FIRPTA Explained

FIRPTA Explained

FIRPTA Explained

What is FIRPTA?

FIRPTA is a federal tax law that ensures that foreign sellers pay income tax on the sale of real property in the United States. The law aligns foreign sellers with U.S. residents who are required to report the sale of real property and potentially pay income tax on the gain realized from the sale when filing their annual income tax returns.

What transactions are subject to the FIRPTA tax?

Generally, the FIRPTA tax is due on the sale of an interest in real property from a foreign seller. Examples of an interest in real property include fee ownership, leaseholds, co-ownership (where one or more of the sellers, but not all sellers, are foreign), and fractional interests or timeshares.

Who has the liability to pay the FIRPTA tax?

FIRPTA imposes the liability on the buyer to collect and pay the FIRPTA tax. The buyer is regarded as the “withholding agent” for the collection of the FIRPTA tax and is required to withhold a percentage of the sales price (and not the net proceeds) paid to the seller. In practice, the funds are collected from the seller’s proceeds at closing and remitted by the closing company on behalf of the parties.

Are there any exemptions to the FIRPTA tax?

There are a number of exceptions to the FIRPTA tax, based on the status of the seller as a U.S. resident, and the purchase price coupled with the use of a residence on the real property.

  • The withholding tax is not required if the seller provides a certification to the buyer that the seller is not a foreign person or entity
  • No withholding tax, or the reduced rate of 10% will be required if (1) the buyer is an individual, (2) the purchase price falls within certain limits. This exemption does not apply to vacant land.

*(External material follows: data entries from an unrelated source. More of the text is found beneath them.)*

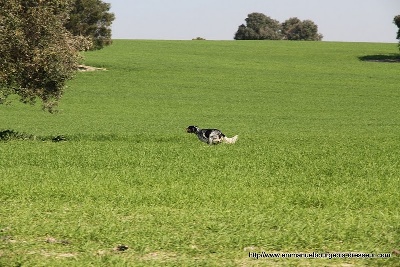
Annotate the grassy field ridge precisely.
[0,40,400,266]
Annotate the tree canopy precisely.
[65,0,115,49]
[234,13,323,41]
[0,0,91,112]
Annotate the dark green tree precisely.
[234,13,323,41]
[393,15,400,49]
[234,13,282,40]
[282,17,323,41]
[65,0,115,49]
[0,0,91,112]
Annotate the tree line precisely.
[234,12,323,41]
[0,0,114,112]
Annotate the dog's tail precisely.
[222,135,239,144]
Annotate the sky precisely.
[103,0,400,43]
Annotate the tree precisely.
[65,0,115,49]
[0,0,90,112]
[393,15,400,49]
[282,17,323,41]
[234,13,282,40]
[234,13,323,41]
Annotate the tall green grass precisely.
[0,40,400,266]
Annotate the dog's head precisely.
[186,125,199,133]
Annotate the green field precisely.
[0,40,400,267]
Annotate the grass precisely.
[0,40,400,266]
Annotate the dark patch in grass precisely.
[0,130,35,141]
[0,129,67,142]
[358,54,400,63]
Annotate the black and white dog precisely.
[186,126,238,145]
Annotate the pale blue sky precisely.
[104,0,400,43]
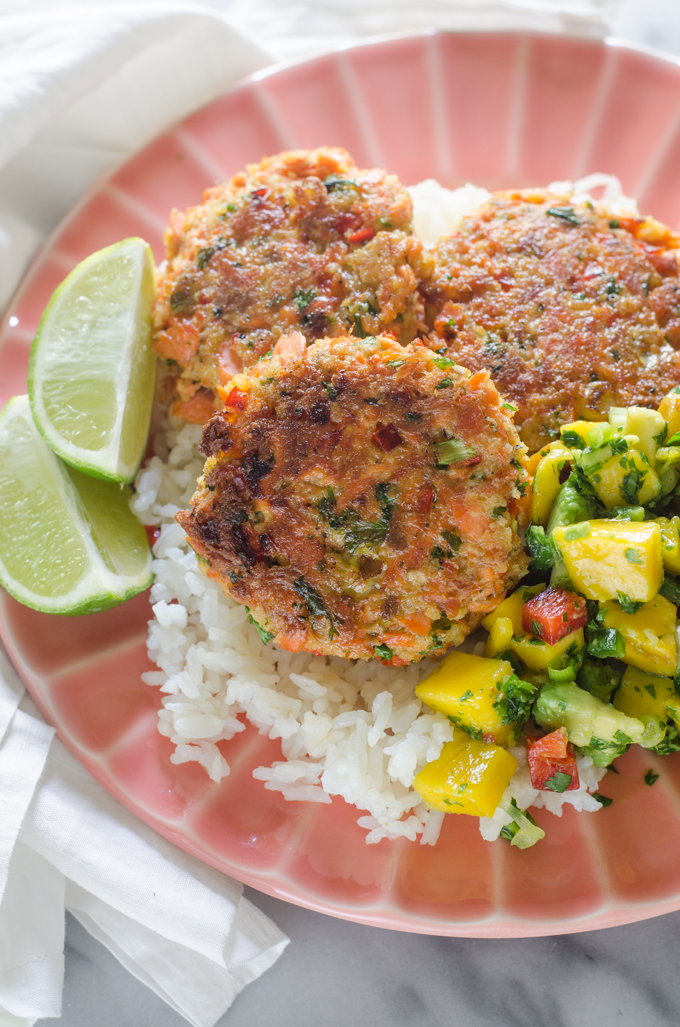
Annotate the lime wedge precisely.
[29,238,155,482]
[0,395,152,613]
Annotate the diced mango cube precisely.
[560,421,593,449]
[603,596,678,677]
[482,584,546,635]
[553,521,664,603]
[612,667,676,720]
[624,407,666,464]
[590,445,662,509]
[658,385,680,439]
[416,651,515,746]
[484,617,515,657]
[413,731,517,816]
[531,443,574,527]
[656,517,680,574]
[507,627,585,672]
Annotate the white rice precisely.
[127,175,624,845]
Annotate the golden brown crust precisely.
[420,190,680,452]
[178,334,527,663]
[154,147,431,415]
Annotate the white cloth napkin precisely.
[0,652,288,1027]
[0,0,615,1027]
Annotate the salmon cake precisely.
[153,147,431,421]
[420,190,680,452]
[177,333,527,664]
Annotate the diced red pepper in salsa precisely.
[522,586,588,645]
[225,385,248,410]
[347,228,375,244]
[371,423,404,453]
[527,727,580,792]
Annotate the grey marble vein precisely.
[39,0,680,1027]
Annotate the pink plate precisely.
[0,32,680,938]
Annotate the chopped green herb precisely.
[493,674,538,733]
[245,607,274,645]
[588,624,626,659]
[293,576,338,641]
[658,578,680,606]
[616,591,644,613]
[435,439,477,467]
[432,356,456,371]
[293,289,315,311]
[543,770,571,792]
[442,528,461,553]
[525,524,559,574]
[545,206,580,225]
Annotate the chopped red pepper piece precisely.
[347,228,375,243]
[415,485,435,514]
[522,586,588,645]
[371,422,404,453]
[144,524,160,545]
[225,385,248,410]
[527,727,580,792]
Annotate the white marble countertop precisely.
[39,0,680,1027]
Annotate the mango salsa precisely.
[602,596,678,677]
[413,731,517,816]
[656,517,680,574]
[612,667,677,720]
[482,583,587,672]
[590,451,662,509]
[531,443,574,527]
[553,521,664,603]
[658,385,680,439]
[416,651,515,746]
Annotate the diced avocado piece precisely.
[656,513,680,574]
[613,667,677,721]
[576,656,621,702]
[416,651,535,746]
[600,596,678,677]
[413,731,517,816]
[624,407,667,467]
[589,449,662,509]
[553,520,664,603]
[533,683,645,766]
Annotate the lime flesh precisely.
[29,238,155,482]
[0,395,152,614]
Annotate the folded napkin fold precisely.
[0,652,288,1027]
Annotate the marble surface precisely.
[39,0,680,1027]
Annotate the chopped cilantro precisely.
[293,289,315,310]
[245,607,274,645]
[616,591,644,613]
[293,576,338,641]
[545,206,580,225]
[543,770,571,792]
[435,439,477,467]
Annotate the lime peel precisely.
[0,395,152,614]
[29,237,156,482]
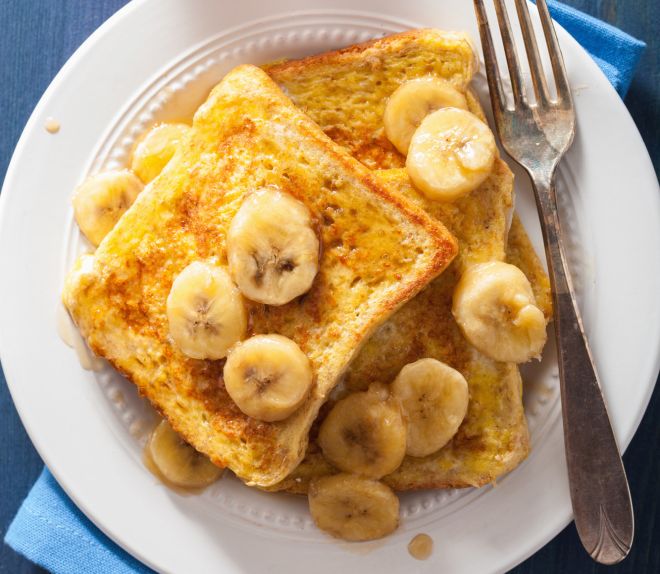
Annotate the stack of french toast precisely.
[63,29,552,540]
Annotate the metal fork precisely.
[474,0,634,564]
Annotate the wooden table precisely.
[0,0,660,574]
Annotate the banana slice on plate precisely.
[406,108,497,201]
[131,124,190,183]
[227,188,319,305]
[383,76,468,155]
[147,420,223,488]
[392,358,470,456]
[318,385,406,478]
[452,261,547,363]
[167,261,247,359]
[308,474,399,542]
[223,335,313,422]
[72,169,144,246]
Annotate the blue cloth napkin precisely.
[533,0,646,98]
[5,0,645,574]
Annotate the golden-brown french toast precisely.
[267,30,552,492]
[63,66,457,486]
[268,165,529,493]
[265,29,477,169]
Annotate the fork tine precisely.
[536,0,573,105]
[516,0,550,105]
[474,0,506,118]
[495,0,524,105]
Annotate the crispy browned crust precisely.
[266,164,529,493]
[268,30,547,493]
[63,66,457,486]
[265,29,476,169]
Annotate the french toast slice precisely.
[264,29,478,169]
[274,164,529,493]
[267,30,552,492]
[63,65,457,486]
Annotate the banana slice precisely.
[392,359,470,456]
[227,188,319,305]
[72,169,144,246]
[167,261,247,359]
[318,385,406,478]
[406,108,497,201]
[383,76,468,155]
[224,335,313,422]
[308,474,399,542]
[147,420,223,488]
[131,124,190,183]
[452,261,547,363]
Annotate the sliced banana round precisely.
[227,188,319,305]
[308,474,399,542]
[224,335,313,422]
[452,261,547,363]
[383,76,468,155]
[167,261,247,359]
[392,358,470,456]
[318,386,406,478]
[131,124,190,183]
[147,420,223,488]
[406,108,497,201]
[72,169,144,246]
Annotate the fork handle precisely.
[533,176,634,564]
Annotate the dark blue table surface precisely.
[0,0,660,574]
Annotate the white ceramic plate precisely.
[0,0,660,574]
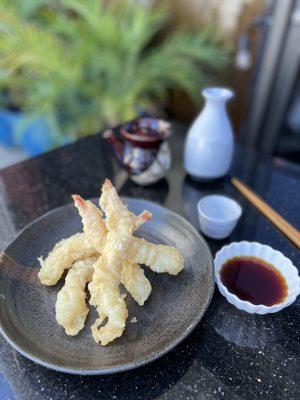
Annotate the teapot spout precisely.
[102,129,124,164]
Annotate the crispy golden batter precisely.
[72,195,151,305]
[55,257,97,336]
[121,261,152,306]
[127,238,184,275]
[89,180,136,346]
[73,195,184,275]
[38,233,97,286]
[38,180,184,346]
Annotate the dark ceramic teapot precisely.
[103,118,171,185]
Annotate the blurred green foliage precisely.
[0,0,227,137]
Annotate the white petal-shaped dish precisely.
[214,242,300,314]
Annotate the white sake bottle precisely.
[184,87,234,180]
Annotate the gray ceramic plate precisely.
[0,198,214,375]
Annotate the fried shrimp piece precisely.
[121,261,152,306]
[38,233,97,286]
[73,195,184,275]
[72,195,152,305]
[55,257,97,336]
[72,194,107,253]
[89,180,136,346]
[127,238,184,275]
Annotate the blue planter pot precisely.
[0,110,70,156]
[0,110,21,147]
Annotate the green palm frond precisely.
[0,0,227,136]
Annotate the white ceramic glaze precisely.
[184,88,233,180]
[197,195,242,239]
[214,242,300,314]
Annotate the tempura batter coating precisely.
[127,238,184,275]
[73,195,184,275]
[72,195,151,305]
[72,194,107,253]
[121,261,152,306]
[55,257,97,336]
[38,233,97,286]
[89,180,139,346]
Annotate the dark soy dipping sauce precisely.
[220,257,288,306]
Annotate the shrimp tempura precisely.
[72,194,151,305]
[73,195,184,275]
[38,233,97,286]
[89,180,136,346]
[55,257,97,336]
[121,261,152,306]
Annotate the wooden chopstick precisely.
[231,177,300,248]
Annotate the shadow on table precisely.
[4,292,297,400]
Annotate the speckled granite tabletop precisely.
[0,123,300,400]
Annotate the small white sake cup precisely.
[197,195,242,239]
[214,241,300,314]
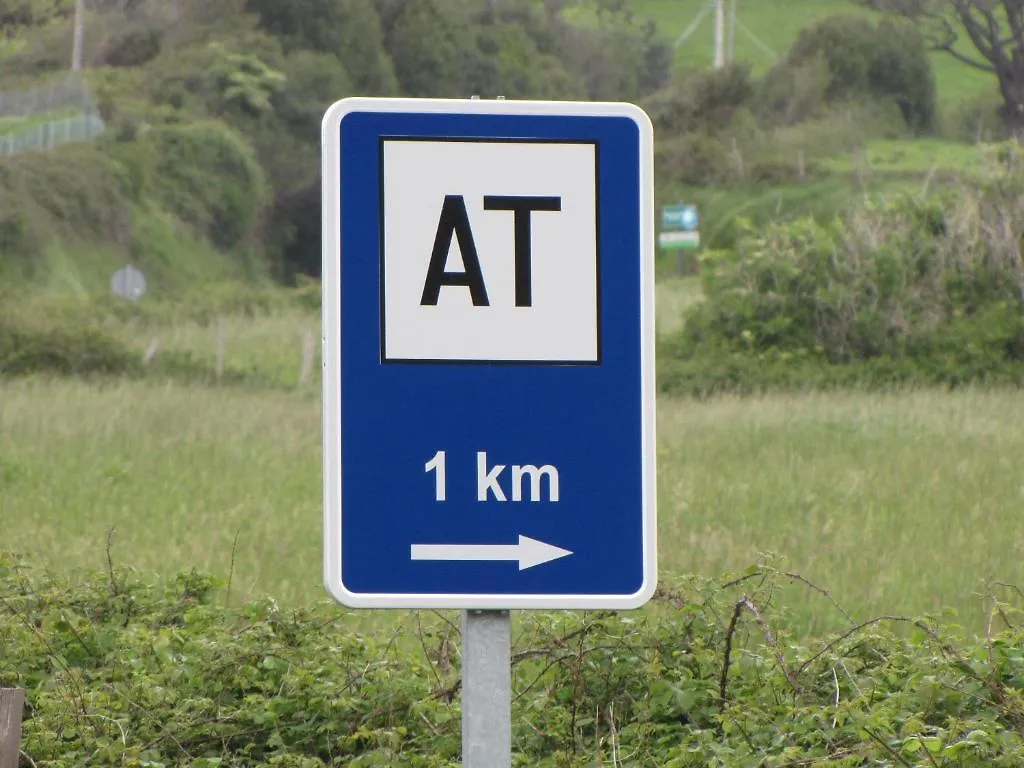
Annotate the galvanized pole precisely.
[462,610,512,768]
[714,0,725,70]
[71,0,85,72]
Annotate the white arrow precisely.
[412,535,572,570]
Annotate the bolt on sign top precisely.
[323,98,656,608]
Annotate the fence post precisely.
[214,314,227,382]
[0,688,25,768]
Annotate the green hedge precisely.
[0,557,1024,768]
[662,148,1024,392]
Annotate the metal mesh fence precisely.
[0,76,95,118]
[0,115,106,155]
[0,76,106,156]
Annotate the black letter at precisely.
[483,195,562,306]
[420,195,488,306]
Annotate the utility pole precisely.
[715,0,725,70]
[725,0,739,65]
[71,0,85,72]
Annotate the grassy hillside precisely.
[633,0,996,105]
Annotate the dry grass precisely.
[0,370,1024,631]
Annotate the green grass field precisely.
[0,279,1024,632]
[633,0,996,104]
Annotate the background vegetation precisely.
[0,0,1024,768]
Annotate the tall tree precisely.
[854,0,1024,138]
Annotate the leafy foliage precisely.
[0,557,1024,768]
[665,145,1024,397]
[766,14,936,133]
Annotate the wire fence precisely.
[0,115,106,155]
[0,76,95,118]
[0,75,106,157]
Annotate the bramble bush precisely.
[663,146,1024,393]
[0,557,1024,768]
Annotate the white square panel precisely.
[381,137,600,364]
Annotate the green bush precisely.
[663,153,1024,391]
[0,557,1024,768]
[129,122,268,250]
[0,143,132,275]
[759,14,937,133]
[0,299,138,377]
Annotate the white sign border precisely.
[321,96,657,610]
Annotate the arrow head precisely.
[519,535,572,570]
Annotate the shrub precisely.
[665,153,1024,397]
[645,65,754,139]
[0,561,1024,768]
[130,121,269,249]
[759,14,937,133]
[0,299,138,376]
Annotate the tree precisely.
[854,0,1024,138]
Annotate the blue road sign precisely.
[323,98,656,608]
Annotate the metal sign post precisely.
[323,98,657,768]
[462,610,512,768]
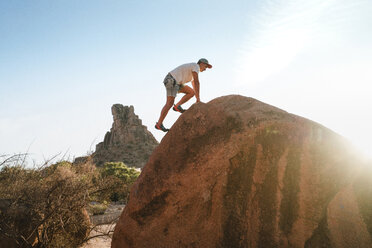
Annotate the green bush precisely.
[101,162,140,203]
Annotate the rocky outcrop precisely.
[92,104,158,168]
[112,96,372,248]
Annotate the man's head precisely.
[198,58,212,71]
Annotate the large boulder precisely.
[112,95,372,248]
[92,104,159,168]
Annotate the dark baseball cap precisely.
[198,58,212,68]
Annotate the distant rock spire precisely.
[92,104,159,168]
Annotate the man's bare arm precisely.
[191,71,200,102]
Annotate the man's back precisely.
[169,63,200,84]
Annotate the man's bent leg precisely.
[176,86,195,107]
[158,96,175,125]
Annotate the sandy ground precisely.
[81,224,115,248]
[81,205,125,248]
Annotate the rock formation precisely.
[93,104,159,168]
[112,96,372,248]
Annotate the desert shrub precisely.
[101,162,140,203]
[102,162,140,185]
[0,158,99,247]
[89,203,108,215]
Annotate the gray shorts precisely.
[163,73,183,97]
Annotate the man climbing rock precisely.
[155,58,212,132]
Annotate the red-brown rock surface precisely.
[112,96,372,248]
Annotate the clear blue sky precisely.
[0,0,372,164]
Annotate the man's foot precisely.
[173,105,186,113]
[155,123,169,132]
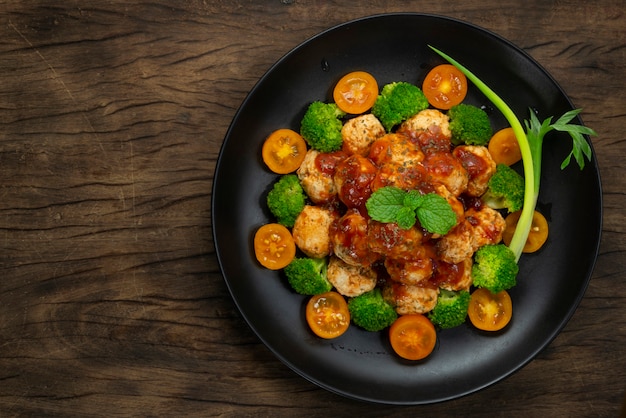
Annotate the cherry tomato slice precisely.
[502,210,549,253]
[422,64,467,110]
[333,71,378,115]
[467,288,513,331]
[306,291,350,339]
[487,128,522,166]
[254,223,296,270]
[261,129,306,174]
[389,314,437,360]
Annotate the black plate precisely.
[212,14,602,404]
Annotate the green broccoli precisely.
[300,101,346,152]
[348,288,398,332]
[448,103,493,145]
[284,257,333,295]
[481,164,524,212]
[267,174,306,228]
[428,289,470,329]
[472,244,519,293]
[372,81,428,132]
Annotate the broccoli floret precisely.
[348,288,398,332]
[300,101,346,152]
[482,164,524,212]
[428,289,470,329]
[267,174,306,228]
[448,103,493,145]
[472,244,519,293]
[372,81,428,132]
[284,257,333,295]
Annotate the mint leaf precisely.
[417,193,456,235]
[365,186,406,223]
[365,186,456,235]
[396,206,415,229]
[403,190,424,210]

To qualify as a residence, the buyer must have definite plans to reside at the property for at least 50 percent of the number of days that the property is used by any person during each of the first two 12 month periods following the date of the transfer. The number of days that the property will be vacant is not taken into account in determining the number of days that the property is used by any person. A buyer will be considered to reside at the property on any day on which a member of the buyer’s family resides at the property. The residence exemption only applies if the buyer is an individual, and not if the property is acquired by an entity for or on behalf of an individual who will use the property as a residence.

What are the FIRPTA tax rates?

The FIRPTA tax rate is 15% of the sales price, unless one of the exemptions can be applied. If the buyer is an individual, and is willing to attest that the buyer will be using the property as a residence for a period of time each year, then, for a purchase price less than $300,000, no tax is due. For a purchase price between $300,000 and $1,000,000, and with a similar attestation, the FIRPTA tax rate is 10%. The FIRPTA tax is a deposit on the tax due and may be refunded in part or in full to the seller after the IRS has reviewed and approved the seller’s income tax return.

When is FIRPTA tax payable?

The closing company, on behalf of the buyer, will report and pay over the tax by the 20th day after the date of the closing. Late submission may result in penalties and interest on the tax payable.

FIRPTA in Section 15.8.1 of the 2019 Contract Forms

The seller must indicate if they are a foreign person for purposes of the FIRPTA tax. This will ensure that the appropriate questions and investigations are made and the required forms signed to avoid any surprises at the closing table.